On parle souvent des PM10 et des PM2,5. Pourtant, une autre famille de particules mérite toute notre attention : les PM1. Plus petites encore, elles se glissent profondément dans nos poumons et peuvent franchir certaines barrières de l’organisme. Invisibles à l’œil nu, elles n’en sont pas moins bien réelles. L’air peut sembler limpide au-dessus d’une rue, tandis qu’un mélange de particules microscopiques circule entre les façades.

Faut-il pour autant vivre fenêtres closes et regarder chaque sortie comme une expédition scientifique ? Non. Mais mieux comprendre les PM1 permet d’adopter des gestes utiles, sans tomber dans la peur ni dans le déni. Car, comme souvent en matière d’écologie et de santé, l’information est une boussole précieuse.

Les PM1, de minuscules particules en suspension

Le sigle PM signifie Particulate Matter, autrement dit « particules fines » ou « matières particulaires ». Le chiffre indique leur diamètre aérodynamique maximal :

  • PM10 : particules dont le diamètre est inférieur ou égal à 10 micromètres ;
  • PM2,5 : particules inférieures ou égales à 2,5 micromètres ;
  • PM1 : particules inférieures ou égales à 1 micromètre ;
  • PM0,1 : particules ultrafines, dont le diamètre est inférieur à 0,1 micromètre.

Un micromètre, ou micromètre, représente un millième de millimètre. À titre de comparaison, un cheveu humain mesure généralement entre 50 et 100 micromètres de diamètre. Une particule PM1 est donc des dizaines de fois plus fine. Elle ne se voit pas, ne se sent pas forcément et ne possède pas toujours une odeur identifiable.

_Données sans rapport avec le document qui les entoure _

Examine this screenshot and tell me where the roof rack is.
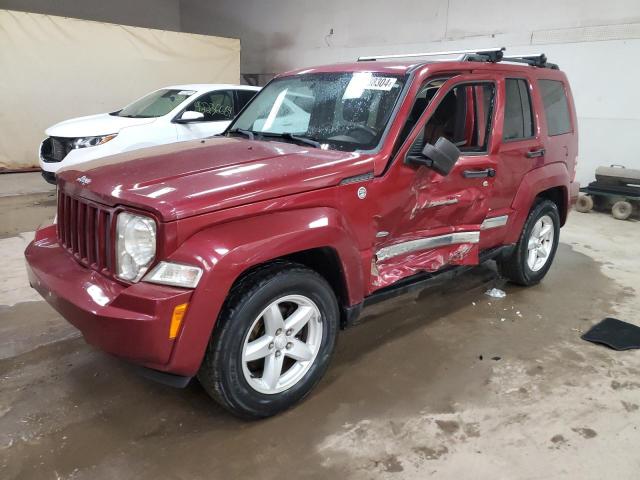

Cette taille minuscule lui permet de rester longtemps en suspension dans l’air. Elle peut pénétrer profondément dans l’appareil respiratoire, jusqu’aux alvéoles pulmonaires, ces petits sacs où s’effectuent les échanges entre l’air et le sang. Certaines particules très fines peuvent même franchir les tissus pulmonaires et contribuer à une inflammation plus générale de l’organisme.

D’où viennent les PM1 ?

Les PM1 sont principalement liées aux phénomènes de combustion et à certaines réactions chimiques dans l’atmosphère. Leur présence augmente lorsque l’on brûle du bois, du fioul, du charbon, de l’essence ou du gazole. Les moteurs, les chaudières, les industries et les feux domestiques participent ainsi à leur émission.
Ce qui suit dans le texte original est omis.